In the early 1990s, an Aspen Music Festival and School (AMFS) official saw online posts of music reviews that he had written.  They suggested that he contact Stewart Oksenhorn, the then-arts and entertainment editor of the Times who we lost tragically in 2017.

“I’ve never seen anyone enjoy music as much as Stewart did,” Steiman recalled.

The two formed a friendship and Steiman started to write stories about the AMFS festival in the Times.

“I’ve always considered myself a journalist first,” he said as we started to discuss his career and writing, “And the reason why you get into journalism is because you want to tell people about stuff they don’t know about, right? I tell people things about music and wine in a way that they can understand.

“There can be so much jargon in wine writing,” he continued. “In the ’70s and ’80s, if you wanted to read about wine, you had to understand the subject first because the writing was so technical.”

He tried to make the process more relatable.

“There was an early Napa wine writer named Bob Thompson who was critically important to me. Thompson said, ‘The most important thing about wine is how it makes you feel.'”

Steiman’s writing attempts to capture that experience of “feeling” whether the subject is a bottle of wine, a musical performance, or a baseball game.

“You can use analytics and jargon to explain why something feels one way, but you need other words, allusions, to help explain how it feels to experience, to consume a bottle of wine, or hear a piece of music. How does it make YOU feel? he said.”
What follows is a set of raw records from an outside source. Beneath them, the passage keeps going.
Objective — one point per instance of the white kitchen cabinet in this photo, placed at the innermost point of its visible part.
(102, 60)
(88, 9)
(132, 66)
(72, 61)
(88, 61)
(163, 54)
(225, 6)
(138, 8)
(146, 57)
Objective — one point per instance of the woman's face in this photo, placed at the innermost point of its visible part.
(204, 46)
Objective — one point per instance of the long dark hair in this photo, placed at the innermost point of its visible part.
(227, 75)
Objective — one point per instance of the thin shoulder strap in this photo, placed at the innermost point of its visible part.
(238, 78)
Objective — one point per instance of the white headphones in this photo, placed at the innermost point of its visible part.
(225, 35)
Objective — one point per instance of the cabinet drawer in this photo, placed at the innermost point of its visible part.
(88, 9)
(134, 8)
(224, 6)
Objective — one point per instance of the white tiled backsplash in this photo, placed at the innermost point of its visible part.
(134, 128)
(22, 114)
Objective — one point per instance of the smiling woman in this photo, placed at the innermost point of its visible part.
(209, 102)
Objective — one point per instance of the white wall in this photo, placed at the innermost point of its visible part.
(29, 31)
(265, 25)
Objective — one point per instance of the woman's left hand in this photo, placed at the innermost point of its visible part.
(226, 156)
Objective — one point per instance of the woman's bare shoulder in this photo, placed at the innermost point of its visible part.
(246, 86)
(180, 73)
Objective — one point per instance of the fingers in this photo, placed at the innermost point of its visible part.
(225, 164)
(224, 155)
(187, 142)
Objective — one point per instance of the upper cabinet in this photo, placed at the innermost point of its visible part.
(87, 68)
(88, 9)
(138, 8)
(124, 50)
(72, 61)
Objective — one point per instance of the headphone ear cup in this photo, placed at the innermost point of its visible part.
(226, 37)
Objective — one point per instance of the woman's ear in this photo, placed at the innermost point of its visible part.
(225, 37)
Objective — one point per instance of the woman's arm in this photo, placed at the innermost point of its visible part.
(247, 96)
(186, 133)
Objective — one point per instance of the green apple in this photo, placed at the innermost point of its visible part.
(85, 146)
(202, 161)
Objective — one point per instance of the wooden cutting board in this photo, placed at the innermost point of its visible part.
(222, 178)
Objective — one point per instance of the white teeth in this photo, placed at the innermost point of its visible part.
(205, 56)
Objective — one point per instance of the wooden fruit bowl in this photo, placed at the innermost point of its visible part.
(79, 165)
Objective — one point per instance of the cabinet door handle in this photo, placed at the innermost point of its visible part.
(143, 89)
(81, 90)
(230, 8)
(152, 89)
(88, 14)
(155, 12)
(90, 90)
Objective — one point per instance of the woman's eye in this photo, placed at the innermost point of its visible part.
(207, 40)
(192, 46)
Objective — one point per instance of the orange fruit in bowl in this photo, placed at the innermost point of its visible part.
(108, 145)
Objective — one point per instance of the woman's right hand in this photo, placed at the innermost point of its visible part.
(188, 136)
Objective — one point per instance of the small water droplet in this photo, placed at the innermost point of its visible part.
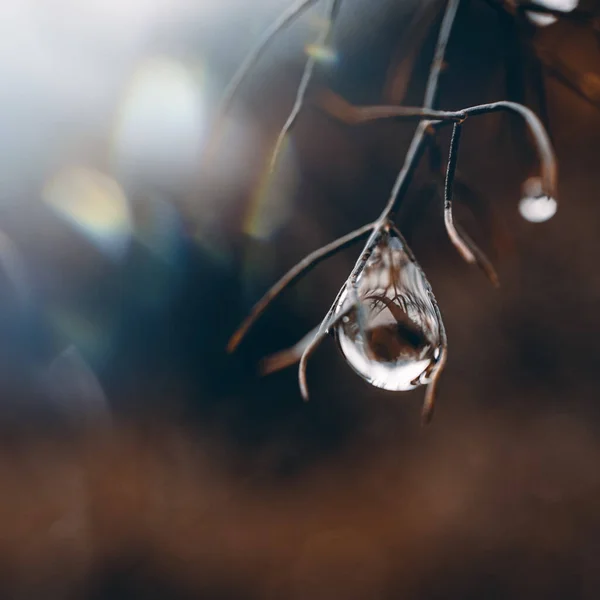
(535, 206)
(402, 332)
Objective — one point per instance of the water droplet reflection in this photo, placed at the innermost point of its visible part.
(542, 20)
(535, 206)
(402, 332)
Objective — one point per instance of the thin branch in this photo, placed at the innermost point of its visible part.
(465, 246)
(302, 268)
(323, 331)
(540, 136)
(417, 144)
(286, 18)
(322, 40)
(536, 128)
(288, 357)
(341, 110)
(431, 391)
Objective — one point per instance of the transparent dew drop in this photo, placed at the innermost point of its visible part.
(400, 340)
(535, 206)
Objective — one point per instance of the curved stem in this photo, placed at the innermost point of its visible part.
(288, 16)
(465, 246)
(330, 321)
(322, 40)
(301, 269)
(341, 110)
(540, 136)
(288, 357)
(416, 148)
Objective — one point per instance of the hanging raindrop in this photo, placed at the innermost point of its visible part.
(396, 336)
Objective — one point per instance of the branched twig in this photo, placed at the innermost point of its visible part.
(465, 246)
(287, 17)
(429, 121)
(302, 268)
(323, 40)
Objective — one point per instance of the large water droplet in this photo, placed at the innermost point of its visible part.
(402, 334)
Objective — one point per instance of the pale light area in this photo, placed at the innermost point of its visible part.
(543, 20)
(535, 206)
(322, 54)
(538, 210)
(93, 204)
(64, 64)
(161, 124)
(272, 202)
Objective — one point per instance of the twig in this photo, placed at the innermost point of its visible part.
(287, 17)
(301, 269)
(536, 128)
(415, 148)
(465, 246)
(329, 322)
(288, 357)
(322, 40)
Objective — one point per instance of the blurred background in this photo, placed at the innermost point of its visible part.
(138, 459)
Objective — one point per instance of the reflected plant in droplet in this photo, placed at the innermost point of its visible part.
(402, 333)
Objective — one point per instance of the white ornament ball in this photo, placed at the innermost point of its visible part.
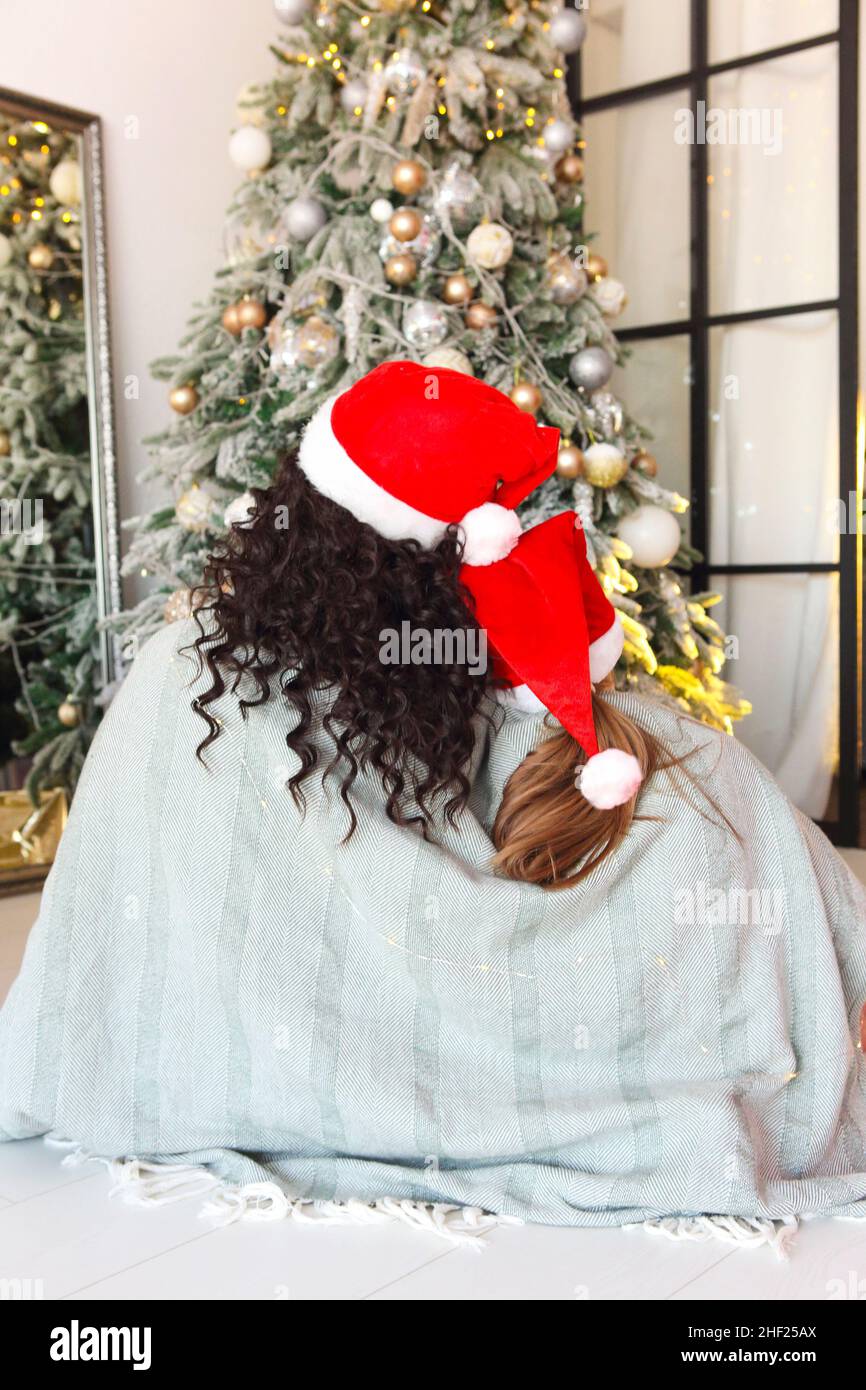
(652, 535)
(292, 11)
(66, 182)
(489, 245)
(559, 136)
(353, 95)
(249, 149)
(449, 357)
(567, 31)
(591, 367)
(424, 324)
(305, 217)
(238, 510)
(609, 295)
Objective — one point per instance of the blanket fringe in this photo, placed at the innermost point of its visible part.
(156, 1184)
(736, 1230)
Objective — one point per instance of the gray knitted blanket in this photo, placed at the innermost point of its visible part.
(218, 983)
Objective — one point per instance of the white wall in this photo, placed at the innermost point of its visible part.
(177, 67)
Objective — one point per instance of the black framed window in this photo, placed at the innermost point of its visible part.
(722, 180)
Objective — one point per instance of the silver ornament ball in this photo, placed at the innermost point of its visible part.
(424, 324)
(303, 218)
(567, 31)
(591, 367)
(559, 136)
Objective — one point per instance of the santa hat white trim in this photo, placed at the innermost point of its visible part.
(606, 651)
(489, 531)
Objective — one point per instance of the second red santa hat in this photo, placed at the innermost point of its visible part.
(555, 631)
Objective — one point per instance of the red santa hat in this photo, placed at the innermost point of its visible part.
(555, 633)
(413, 449)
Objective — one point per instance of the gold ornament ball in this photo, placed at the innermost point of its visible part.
(647, 463)
(252, 313)
(570, 168)
(569, 462)
(456, 289)
(177, 606)
(480, 316)
(184, 399)
(68, 713)
(526, 396)
(605, 466)
(409, 177)
(405, 224)
(41, 256)
(401, 270)
(231, 319)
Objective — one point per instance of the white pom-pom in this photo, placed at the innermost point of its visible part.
(609, 779)
(238, 512)
(489, 533)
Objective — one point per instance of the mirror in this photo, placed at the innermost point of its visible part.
(59, 535)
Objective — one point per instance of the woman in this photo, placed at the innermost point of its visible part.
(399, 941)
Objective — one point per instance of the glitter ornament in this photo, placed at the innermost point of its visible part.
(449, 357)
(184, 399)
(195, 508)
(489, 245)
(424, 324)
(591, 367)
(605, 464)
(567, 29)
(565, 280)
(303, 217)
(652, 535)
(409, 177)
(249, 149)
(569, 462)
(403, 71)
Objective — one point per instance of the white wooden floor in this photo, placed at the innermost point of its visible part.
(59, 1226)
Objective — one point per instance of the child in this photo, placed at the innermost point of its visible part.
(401, 936)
He was a music major at UCLA and a die-hard sports fan who worked after college for the LA Times.

“Jim Murray was a God!” he said about the aforementioned sportswriter.
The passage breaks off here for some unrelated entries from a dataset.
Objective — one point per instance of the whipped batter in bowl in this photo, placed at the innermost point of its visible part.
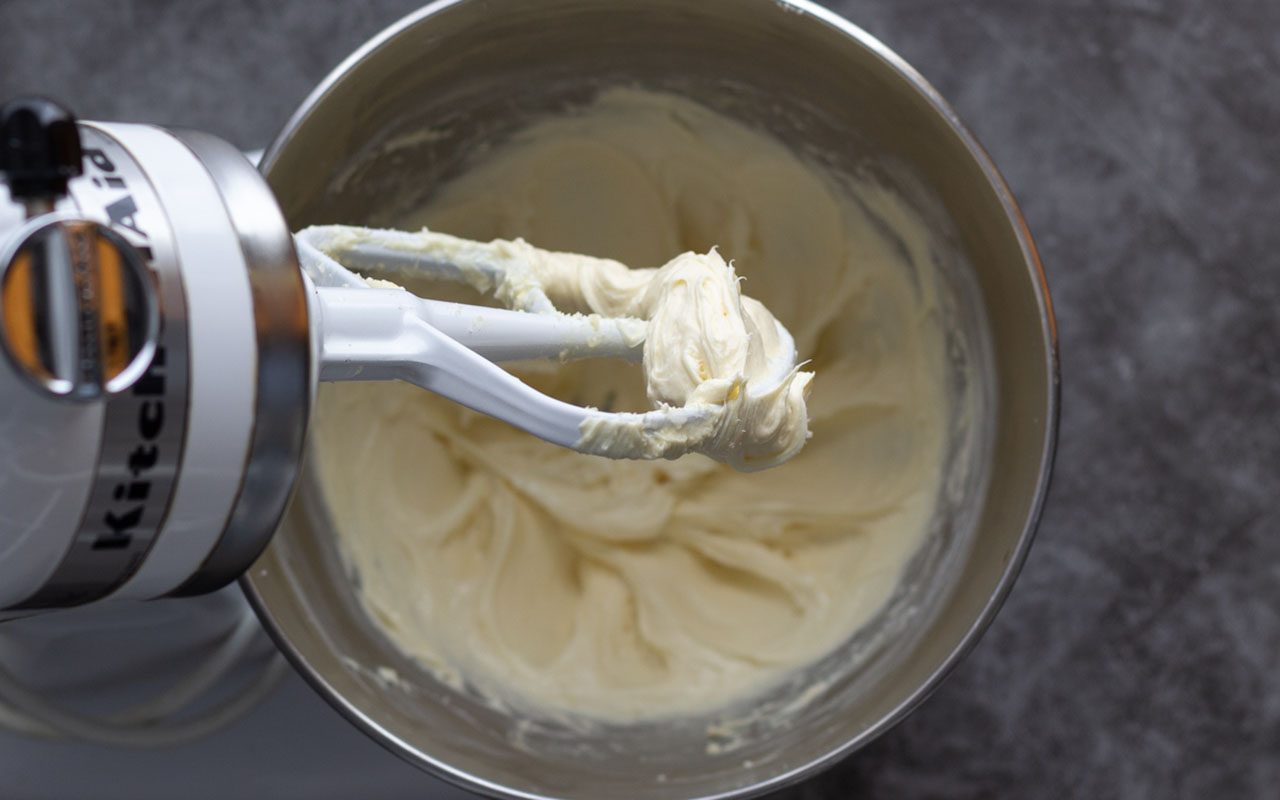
(599, 630)
(622, 590)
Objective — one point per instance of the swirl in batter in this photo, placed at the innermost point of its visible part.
(636, 589)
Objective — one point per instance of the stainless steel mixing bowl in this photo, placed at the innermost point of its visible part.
(472, 72)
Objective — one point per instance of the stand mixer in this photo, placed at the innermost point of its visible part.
(163, 333)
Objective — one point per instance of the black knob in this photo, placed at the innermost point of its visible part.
(40, 149)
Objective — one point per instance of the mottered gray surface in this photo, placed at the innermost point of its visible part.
(1138, 656)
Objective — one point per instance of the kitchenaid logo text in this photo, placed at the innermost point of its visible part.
(127, 506)
(131, 497)
(123, 210)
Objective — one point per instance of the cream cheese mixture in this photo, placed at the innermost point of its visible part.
(718, 357)
(624, 590)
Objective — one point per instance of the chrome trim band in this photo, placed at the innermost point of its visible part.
(282, 328)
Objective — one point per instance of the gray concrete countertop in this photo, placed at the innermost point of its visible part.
(1138, 656)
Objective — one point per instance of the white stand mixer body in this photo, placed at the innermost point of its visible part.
(173, 485)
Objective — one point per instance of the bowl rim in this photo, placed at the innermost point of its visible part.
(1013, 566)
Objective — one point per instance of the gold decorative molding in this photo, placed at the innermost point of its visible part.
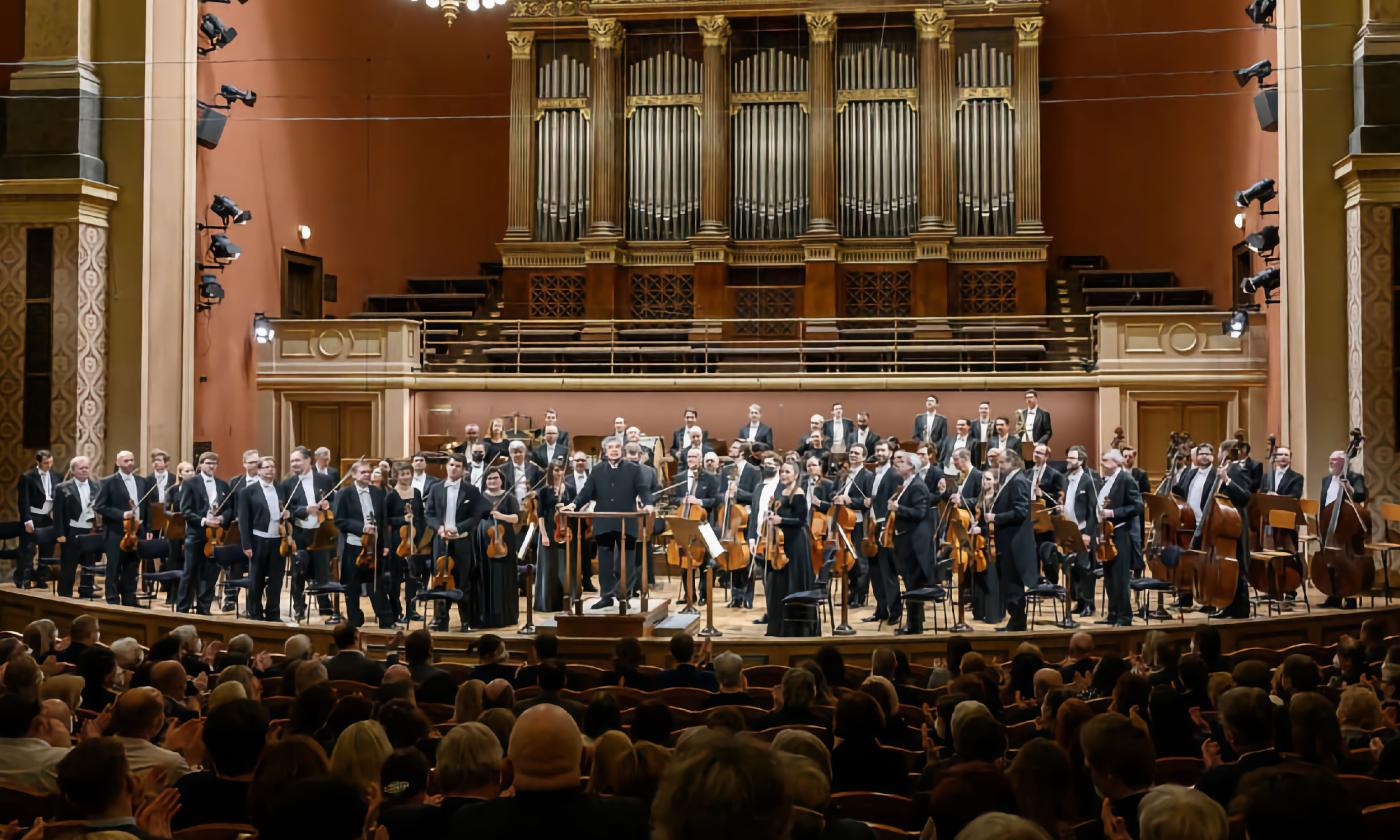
(605, 32)
(821, 25)
(714, 30)
(1028, 30)
(907, 95)
(522, 44)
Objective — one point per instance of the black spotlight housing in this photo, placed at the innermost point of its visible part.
(1260, 191)
(233, 94)
(221, 248)
(1259, 72)
(1263, 241)
(228, 212)
(1267, 280)
(217, 34)
(1259, 11)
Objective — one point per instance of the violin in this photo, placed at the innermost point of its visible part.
(1341, 567)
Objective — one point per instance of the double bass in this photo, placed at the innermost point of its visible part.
(1217, 534)
(1341, 567)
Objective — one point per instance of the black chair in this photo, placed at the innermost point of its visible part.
(933, 594)
(447, 597)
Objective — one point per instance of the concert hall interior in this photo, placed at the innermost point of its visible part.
(588, 361)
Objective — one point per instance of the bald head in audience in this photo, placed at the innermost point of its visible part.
(545, 749)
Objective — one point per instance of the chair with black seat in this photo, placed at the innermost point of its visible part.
(811, 599)
(934, 594)
(167, 577)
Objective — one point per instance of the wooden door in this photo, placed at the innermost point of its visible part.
(1155, 423)
(346, 429)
Following his stint at the Miami Herald, he became the food and wine editor of the San Francisco Examiner before matriculating to Wine Spectator, where he became managing editor in 1983 and later became editor-at-large. Though he retired from the Spectator in 2019, he remains on the masthead as Editor Emeritus.

In his endeavors as a journalist, Steiman was constantly in search of new stories worth telling.

“At one point at Wine Spectator, all of the staff would taste every wine,” he said. “But as we grew and the world of wine grew, we knew we had to divide it up. I had seniority as editor and could have chosen California or Italy, both of which I love. But I saw that exciting things were happening in Australia and New Zealand and up north in Oregon and Washington, so I chose those regions.”

In 1995, he took a courtside seat covering four of the most vibrant wine regions in the world.

He originally emailed me with a thought of a story explaining how “blending lots that don’t fit into high-priced single vineyard wines can make music as a chorus instead of a solo.” He provided a few wonderfully written pieces he had penned at Wine Spectator combining music and wine. I meant to get to those this week but wandered astray after our talk.

That’s a story for another day.

UNDER THE INFLUENCE

2006 Clarendon Hills Astralis Syrah

There are no coincidences. This past Sunday, we invited our friends Victoria and John (yes of the beloved Victoria’s) for a Southern dinner, featuring fried chicken and pecan pie. An Australian, John has been an iconic Aspen wine figure for years and was responsible for bringing vast quantities of great wines for Food & Wine Classic presentations each summer. John, being John, brought one of the most highly-coveted Aussie wines to share with the dinner, this nearly two-decade-old Astralis Syrah from the McClaren Vale region in South Australia. The products of the American South and Australian South worked perfectly together, and the wine was sublime.

Then, the next day, when looking through Harvey Steiman’s past stories, I came across a column he wrote about a luncheon he had with Roman Bratasiuk who founded Clarendon Hills. The column was in the Sept. 15, 2006, issue of Wine Spectator. Just about the time the wine I had the night before was put into the barrel.